As it happens, there's a bit of maths one can do. If the chance of a truck failing is 1%, then the chance of it

*not*failing is 99%. The chance of it

*not*failing for 2 days in a row is 99% * 99% (just over 98%). For 3 days, 99% * 99% * 99% (a tad over 97%).

Can you see where I'm going? The chance of a truck not failing for 10 days in a row is 99% * [99% another 9 times]. That's 99%^10.

For 100 days in a row, it's 99% ^ 100. Which is about 37%*.

So after a hundred days, I'm likely to still have 37 trucks, more or less, that haven't failed yet.

Which makes around 63 trucks that I need to go and mend**.

The maths is satisfying, but it doesn't tell me any more than the question I was first asked. Nonetheless, we know that all good testers have an practically unlimited supply of extra questions to ask, so we're probably not completely satisfied.

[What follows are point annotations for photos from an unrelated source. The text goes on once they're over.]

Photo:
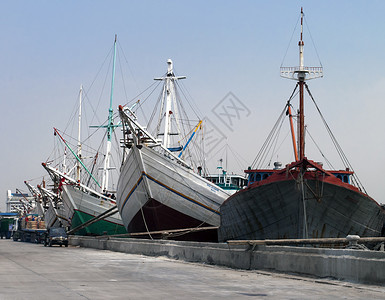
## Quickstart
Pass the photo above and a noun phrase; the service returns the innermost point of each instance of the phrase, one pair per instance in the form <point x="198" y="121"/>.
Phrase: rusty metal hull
<point x="277" y="210"/>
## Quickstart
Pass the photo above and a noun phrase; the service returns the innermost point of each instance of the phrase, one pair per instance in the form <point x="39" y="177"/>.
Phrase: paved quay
<point x="32" y="271"/>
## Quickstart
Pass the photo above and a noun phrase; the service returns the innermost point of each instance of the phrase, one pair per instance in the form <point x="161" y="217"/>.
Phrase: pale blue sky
<point x="49" y="48"/>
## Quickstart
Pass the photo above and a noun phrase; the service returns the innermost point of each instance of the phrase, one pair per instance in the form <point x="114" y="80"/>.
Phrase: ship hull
<point x="277" y="210"/>
<point x="156" y="193"/>
<point x="83" y="207"/>
<point x="58" y="217"/>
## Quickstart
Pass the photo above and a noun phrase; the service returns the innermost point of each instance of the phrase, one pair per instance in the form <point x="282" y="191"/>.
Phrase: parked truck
<point x="29" y="228"/>
<point x="7" y="222"/>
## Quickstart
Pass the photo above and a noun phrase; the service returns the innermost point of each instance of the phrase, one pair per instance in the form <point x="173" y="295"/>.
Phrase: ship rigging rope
<point x="291" y="38"/>
<point x="261" y="156"/>
<point x="336" y="144"/>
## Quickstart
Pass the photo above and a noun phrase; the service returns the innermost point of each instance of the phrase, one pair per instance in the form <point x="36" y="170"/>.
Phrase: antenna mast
<point x="301" y="74"/>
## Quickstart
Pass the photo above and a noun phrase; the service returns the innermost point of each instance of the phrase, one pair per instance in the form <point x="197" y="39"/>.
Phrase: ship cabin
<point x="344" y="176"/>
<point x="258" y="175"/>
<point x="262" y="174"/>
<point x="229" y="182"/>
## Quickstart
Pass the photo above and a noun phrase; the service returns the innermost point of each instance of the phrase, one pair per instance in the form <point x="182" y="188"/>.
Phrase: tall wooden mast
<point x="301" y="74"/>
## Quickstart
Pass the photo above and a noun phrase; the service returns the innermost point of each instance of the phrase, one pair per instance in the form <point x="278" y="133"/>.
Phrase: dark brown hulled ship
<point x="301" y="200"/>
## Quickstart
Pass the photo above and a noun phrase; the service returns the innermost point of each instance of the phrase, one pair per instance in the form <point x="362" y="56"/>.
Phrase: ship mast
<point x="301" y="74"/>
<point x="78" y="168"/>
<point x="170" y="105"/>
<point x="110" y="126"/>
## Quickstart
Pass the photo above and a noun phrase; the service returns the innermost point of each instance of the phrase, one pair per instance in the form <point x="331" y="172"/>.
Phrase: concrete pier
<point x="343" y="264"/>
<point x="32" y="271"/>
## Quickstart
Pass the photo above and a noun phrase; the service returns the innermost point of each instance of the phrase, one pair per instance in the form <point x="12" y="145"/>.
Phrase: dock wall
<point x="343" y="264"/>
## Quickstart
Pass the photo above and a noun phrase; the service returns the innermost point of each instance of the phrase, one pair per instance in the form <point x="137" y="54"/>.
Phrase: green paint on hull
<point x="98" y="228"/>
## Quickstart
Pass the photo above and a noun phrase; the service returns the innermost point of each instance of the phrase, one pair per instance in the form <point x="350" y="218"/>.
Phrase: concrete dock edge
<point x="357" y="266"/>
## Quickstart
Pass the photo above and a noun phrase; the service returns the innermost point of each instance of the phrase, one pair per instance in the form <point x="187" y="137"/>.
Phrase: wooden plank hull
<point x="281" y="210"/>
<point x="157" y="190"/>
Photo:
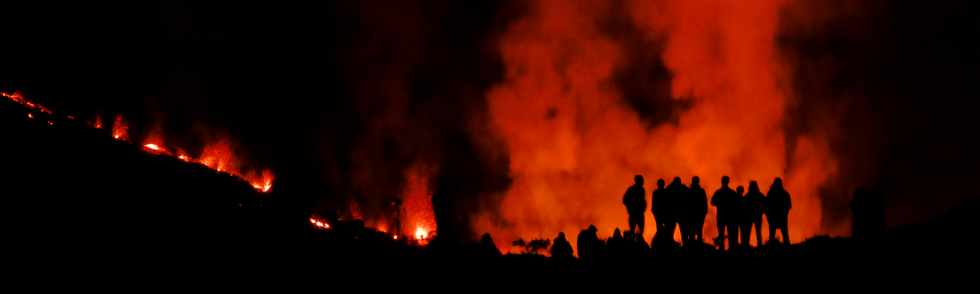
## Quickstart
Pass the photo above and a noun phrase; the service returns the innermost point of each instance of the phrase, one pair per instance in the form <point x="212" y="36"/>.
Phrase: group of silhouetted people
<point x="677" y="205"/>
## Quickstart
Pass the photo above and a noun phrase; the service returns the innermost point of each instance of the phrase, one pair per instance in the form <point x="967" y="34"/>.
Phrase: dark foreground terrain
<point x="73" y="199"/>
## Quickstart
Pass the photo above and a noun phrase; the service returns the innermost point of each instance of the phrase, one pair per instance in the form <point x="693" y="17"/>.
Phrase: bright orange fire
<point x="574" y="143"/>
<point x="217" y="155"/>
<point x="120" y="131"/>
<point x="417" y="217"/>
<point x="319" y="224"/>
<point x="18" y="98"/>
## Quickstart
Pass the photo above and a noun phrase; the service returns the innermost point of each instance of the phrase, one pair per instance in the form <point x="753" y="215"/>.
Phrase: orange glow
<point x="216" y="154"/>
<point x="323" y="225"/>
<point x="183" y="155"/>
<point x="417" y="215"/>
<point x="421" y="234"/>
<point x="575" y="143"/>
<point x="152" y="147"/>
<point x="120" y="131"/>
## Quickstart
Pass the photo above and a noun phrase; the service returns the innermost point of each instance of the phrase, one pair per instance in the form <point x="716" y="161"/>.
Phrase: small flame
<point x="421" y="234"/>
<point x="17" y="97"/>
<point x="153" y="147"/>
<point x="319" y="224"/>
<point x="120" y="131"/>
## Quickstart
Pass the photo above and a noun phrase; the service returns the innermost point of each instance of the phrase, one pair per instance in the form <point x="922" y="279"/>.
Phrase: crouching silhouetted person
<point x="560" y="248"/>
<point x="636" y="205"/>
<point x="778" y="204"/>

However, if go grab my hi-viz jacket and get to work on the trucks, I'll get a better idea of what happens. I'll find that some days everything works as well as it did yesterday, and occasionally three new trucks phone in failed. I'll get an idea that I'll see more failures when there are more things that work – so as the period goes on, I'll see fewer and fewer. Some trucks could go on for ages (I'm sure that you've all heard of immortal lightbulbs, too. Survivorship bias – mostly.)

Working on the trucks allows a visceral, complex experience. It takes a while to get, it's not terribly transferrable, and it's hard to forget. You know it deeply and in many different ways. You are "experienced". The maths approach is different; the result is ephemeral, and you may remember the method more easily. To imagine its implications, you'll have to think hard. You are "expert"***, and because you can remember the method, you might be able to re-apply it in a different context.

In between these two, there are models and simulations. Models aren't reality, but neither are they primarily symbolic (at least, not on the outside). I hope that the right model might engender something between experience and expertise. For what it's worth, I think that asking "How long should I test for to be confident that I'm not going to see problem X much in real life" is a fair question, and I think that "It depends" is a rotten answer without some idea on what "it" might depend.

I've given you three machines below. 10 trucks, 100 trucks, 1000 trucks. I've knocked out various noisy bits, but it's otherwise the same simulation. Have a play. You can change the budgets. Think about what the frequency of failure tells you, especially over time. While you play, just have in the back of your mind the ways that this kind of failure differs from the failures that we discover when exploring...

* We're assuming here that a once-broken truck is no more likely (or less likely) to break down again. We're also assuming that the non-broken trucks are at no greater chance of breaking. In one of the cases I'm thinking of, the "broken" truck was entirely functional as far as most people wee concerned, so the broken trucks didn't get less use, and the working trucks didn't get more use. If you're thinking of an un-enlargeable fleet of trucks with broken axles, we've got different models.

** If I'm swift to mend, some of these probably will have needed to be mended more than once.

*** Nobody said that being experienced and being expert were mutually exclusive. You can be both, you can be either, most of us are neither outside our fields of interest.